Project description:Household air pollution from the combustion of biomass and coal is estimated to cause approximately 780,000 premature deaths a year in India. The government has responded by promoting uptake of liquefied petroleum gas (LPG) by tens of millions of poor rural families. Many poor households with new LPG stoves, however, continue to partially use traditional smoky chulhas. Our primary objective was to evaluate three strategies to transition pregnant women in rural Maharashtra to exclusive use of LPG for cooking. We also measured reductions in kitchen concentrations of PM2.5 before and after our interventions. Our core intervention was a free stove, 2 free LPG cylinders (one on loan until delivery), and repeated health messaging. We measured stove usage of both the traditional and intervention stoves until delivery. In households that received the core intervention, an average of 66% days had no indoor cooking on a chulha.

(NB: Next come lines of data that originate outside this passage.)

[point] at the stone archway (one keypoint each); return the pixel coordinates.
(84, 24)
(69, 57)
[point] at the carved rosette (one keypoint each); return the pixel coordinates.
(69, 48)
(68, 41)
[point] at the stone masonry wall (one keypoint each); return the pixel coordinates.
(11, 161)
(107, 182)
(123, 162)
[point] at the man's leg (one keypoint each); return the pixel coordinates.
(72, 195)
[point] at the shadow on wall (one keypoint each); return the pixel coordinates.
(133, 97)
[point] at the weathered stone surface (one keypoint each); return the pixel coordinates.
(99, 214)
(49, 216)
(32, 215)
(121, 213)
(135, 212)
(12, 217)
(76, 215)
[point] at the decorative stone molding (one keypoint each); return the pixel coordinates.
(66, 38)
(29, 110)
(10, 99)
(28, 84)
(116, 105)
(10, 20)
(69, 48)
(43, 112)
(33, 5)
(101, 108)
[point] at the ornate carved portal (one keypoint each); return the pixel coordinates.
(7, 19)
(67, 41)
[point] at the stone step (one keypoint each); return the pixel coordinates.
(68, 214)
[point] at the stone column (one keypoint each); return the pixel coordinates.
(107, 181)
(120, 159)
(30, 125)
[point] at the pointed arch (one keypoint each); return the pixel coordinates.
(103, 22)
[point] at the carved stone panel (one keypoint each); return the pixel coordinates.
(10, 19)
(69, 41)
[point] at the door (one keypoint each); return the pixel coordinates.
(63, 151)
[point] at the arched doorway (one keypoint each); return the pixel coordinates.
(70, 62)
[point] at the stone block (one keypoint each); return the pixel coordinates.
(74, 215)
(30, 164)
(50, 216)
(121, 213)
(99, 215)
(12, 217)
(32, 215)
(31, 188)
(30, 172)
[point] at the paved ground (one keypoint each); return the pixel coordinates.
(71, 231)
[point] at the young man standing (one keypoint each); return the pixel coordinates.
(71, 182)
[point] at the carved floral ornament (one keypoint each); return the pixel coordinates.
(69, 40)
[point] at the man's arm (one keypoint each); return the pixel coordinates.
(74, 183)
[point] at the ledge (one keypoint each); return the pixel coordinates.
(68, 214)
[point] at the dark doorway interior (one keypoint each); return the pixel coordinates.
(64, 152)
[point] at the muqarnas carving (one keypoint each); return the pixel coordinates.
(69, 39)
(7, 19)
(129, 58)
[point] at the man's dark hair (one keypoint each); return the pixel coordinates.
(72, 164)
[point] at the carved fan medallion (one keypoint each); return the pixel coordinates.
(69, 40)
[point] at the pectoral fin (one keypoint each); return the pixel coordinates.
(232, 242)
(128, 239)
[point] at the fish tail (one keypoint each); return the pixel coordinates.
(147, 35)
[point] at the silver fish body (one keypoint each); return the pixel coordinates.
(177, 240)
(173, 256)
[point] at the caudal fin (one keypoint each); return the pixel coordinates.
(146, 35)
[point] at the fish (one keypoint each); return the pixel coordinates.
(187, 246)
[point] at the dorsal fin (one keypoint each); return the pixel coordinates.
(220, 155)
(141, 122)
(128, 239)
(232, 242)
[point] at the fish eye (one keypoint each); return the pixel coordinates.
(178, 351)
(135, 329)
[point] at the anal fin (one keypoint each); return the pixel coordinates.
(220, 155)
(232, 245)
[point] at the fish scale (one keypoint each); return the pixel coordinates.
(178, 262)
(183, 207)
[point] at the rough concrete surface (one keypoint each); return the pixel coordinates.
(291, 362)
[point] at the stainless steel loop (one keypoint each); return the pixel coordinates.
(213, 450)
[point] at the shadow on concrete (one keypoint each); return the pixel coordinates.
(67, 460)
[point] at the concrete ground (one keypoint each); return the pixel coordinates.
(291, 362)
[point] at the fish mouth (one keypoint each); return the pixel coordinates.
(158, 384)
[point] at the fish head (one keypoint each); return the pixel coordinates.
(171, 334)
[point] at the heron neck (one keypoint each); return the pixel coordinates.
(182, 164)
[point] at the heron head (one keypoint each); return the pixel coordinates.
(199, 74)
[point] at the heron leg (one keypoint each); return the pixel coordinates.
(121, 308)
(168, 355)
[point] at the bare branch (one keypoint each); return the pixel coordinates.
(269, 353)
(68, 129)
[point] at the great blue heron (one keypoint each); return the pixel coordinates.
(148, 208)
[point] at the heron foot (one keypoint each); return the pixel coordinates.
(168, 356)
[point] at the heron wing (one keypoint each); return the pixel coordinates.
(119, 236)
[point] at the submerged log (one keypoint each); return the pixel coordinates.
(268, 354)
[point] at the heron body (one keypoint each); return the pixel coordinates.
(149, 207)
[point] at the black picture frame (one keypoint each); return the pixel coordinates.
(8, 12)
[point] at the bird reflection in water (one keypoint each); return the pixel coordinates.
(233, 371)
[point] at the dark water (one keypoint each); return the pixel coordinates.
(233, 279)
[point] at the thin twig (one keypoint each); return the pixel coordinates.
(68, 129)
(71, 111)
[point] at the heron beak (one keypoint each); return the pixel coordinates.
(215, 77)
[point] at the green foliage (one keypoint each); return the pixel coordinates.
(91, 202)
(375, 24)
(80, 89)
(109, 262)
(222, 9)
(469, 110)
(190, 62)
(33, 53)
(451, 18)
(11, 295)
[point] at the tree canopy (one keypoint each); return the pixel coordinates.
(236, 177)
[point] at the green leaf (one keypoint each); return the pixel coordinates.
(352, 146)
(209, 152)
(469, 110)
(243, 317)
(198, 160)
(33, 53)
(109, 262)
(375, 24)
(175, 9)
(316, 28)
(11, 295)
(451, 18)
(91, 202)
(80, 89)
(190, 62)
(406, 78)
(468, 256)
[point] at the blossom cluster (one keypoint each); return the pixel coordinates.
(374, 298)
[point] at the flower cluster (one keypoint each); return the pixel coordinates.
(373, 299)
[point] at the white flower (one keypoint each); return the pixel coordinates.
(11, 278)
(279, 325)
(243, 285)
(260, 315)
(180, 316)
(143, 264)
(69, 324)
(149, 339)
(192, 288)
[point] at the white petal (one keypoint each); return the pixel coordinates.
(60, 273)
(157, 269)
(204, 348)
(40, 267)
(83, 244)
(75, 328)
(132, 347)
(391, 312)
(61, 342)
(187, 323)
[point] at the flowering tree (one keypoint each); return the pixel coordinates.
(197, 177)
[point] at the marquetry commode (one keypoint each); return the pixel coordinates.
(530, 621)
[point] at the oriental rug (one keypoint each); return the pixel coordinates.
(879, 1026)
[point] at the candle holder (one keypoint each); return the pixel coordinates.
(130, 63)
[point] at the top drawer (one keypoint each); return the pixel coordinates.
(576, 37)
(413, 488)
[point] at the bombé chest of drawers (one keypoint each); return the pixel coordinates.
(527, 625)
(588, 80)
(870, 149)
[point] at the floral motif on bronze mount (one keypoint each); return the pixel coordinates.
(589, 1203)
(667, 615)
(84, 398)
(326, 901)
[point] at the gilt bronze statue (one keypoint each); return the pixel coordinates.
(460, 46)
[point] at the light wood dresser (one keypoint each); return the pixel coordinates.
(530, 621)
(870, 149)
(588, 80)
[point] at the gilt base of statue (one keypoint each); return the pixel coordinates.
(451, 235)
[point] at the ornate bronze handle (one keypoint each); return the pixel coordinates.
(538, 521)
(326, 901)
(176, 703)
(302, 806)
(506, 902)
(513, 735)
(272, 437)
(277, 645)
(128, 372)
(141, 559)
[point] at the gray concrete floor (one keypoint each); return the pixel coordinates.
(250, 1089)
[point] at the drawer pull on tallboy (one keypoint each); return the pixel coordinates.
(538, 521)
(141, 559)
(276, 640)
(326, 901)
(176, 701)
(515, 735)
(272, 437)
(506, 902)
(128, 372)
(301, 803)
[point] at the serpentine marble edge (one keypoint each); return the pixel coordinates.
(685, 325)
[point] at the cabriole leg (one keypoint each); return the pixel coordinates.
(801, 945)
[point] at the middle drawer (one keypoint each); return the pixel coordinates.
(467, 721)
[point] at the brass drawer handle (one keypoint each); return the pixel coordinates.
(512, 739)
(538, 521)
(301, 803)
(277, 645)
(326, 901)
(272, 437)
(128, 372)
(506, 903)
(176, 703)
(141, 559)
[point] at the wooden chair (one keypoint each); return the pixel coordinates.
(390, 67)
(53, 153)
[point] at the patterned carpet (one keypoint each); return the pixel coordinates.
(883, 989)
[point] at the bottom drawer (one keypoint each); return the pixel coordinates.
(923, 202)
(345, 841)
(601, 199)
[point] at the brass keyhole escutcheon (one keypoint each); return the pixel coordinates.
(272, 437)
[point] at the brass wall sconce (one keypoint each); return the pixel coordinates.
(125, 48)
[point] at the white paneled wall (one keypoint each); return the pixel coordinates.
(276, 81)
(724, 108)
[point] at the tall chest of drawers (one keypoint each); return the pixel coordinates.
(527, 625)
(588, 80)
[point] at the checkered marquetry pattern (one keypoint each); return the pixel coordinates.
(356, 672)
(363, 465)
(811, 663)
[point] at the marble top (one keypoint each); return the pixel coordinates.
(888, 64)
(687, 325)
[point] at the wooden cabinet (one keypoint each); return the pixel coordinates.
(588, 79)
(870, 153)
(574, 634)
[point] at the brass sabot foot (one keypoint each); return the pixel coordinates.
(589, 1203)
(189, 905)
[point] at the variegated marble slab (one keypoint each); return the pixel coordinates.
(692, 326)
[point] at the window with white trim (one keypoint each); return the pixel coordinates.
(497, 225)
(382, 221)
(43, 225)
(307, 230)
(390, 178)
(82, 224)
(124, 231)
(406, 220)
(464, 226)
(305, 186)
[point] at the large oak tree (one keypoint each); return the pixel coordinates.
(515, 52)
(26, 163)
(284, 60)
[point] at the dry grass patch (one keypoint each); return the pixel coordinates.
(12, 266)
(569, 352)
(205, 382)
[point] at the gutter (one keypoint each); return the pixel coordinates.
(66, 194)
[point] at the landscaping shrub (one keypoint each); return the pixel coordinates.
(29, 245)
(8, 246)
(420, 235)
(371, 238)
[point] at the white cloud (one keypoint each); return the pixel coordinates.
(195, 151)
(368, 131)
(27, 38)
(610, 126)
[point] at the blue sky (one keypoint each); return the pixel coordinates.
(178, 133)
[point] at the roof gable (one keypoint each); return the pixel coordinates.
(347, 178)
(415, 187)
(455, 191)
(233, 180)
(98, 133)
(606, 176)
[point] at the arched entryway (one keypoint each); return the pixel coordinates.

In an adjacent area, we evaluated a conditional cash transfer (CCT) based on usage of LPG in addition to the core intervention. Results were less successful, due to challenges implementing the CCT. Pregnant women in a third nearby area received the core intervention plus a maximum of one 14.2?kg cylinder per month of free fuel. In their homes, 90% of days had no indoor cooking on a chulha. On average, exclusive LPG use decreased kitchen concentrations of PM2.5 by approximately 85% (from 520 to 72??g/m3). 85% of participating households agreed to pay the deposit on the 2nd cylinder. This high purchase rate suggests they valued how the second cylinder permitted continuous LPG supply. A program to increase access to second cylinders may, thus, be a straightforward way to encourage use of clean fuels in rural areas.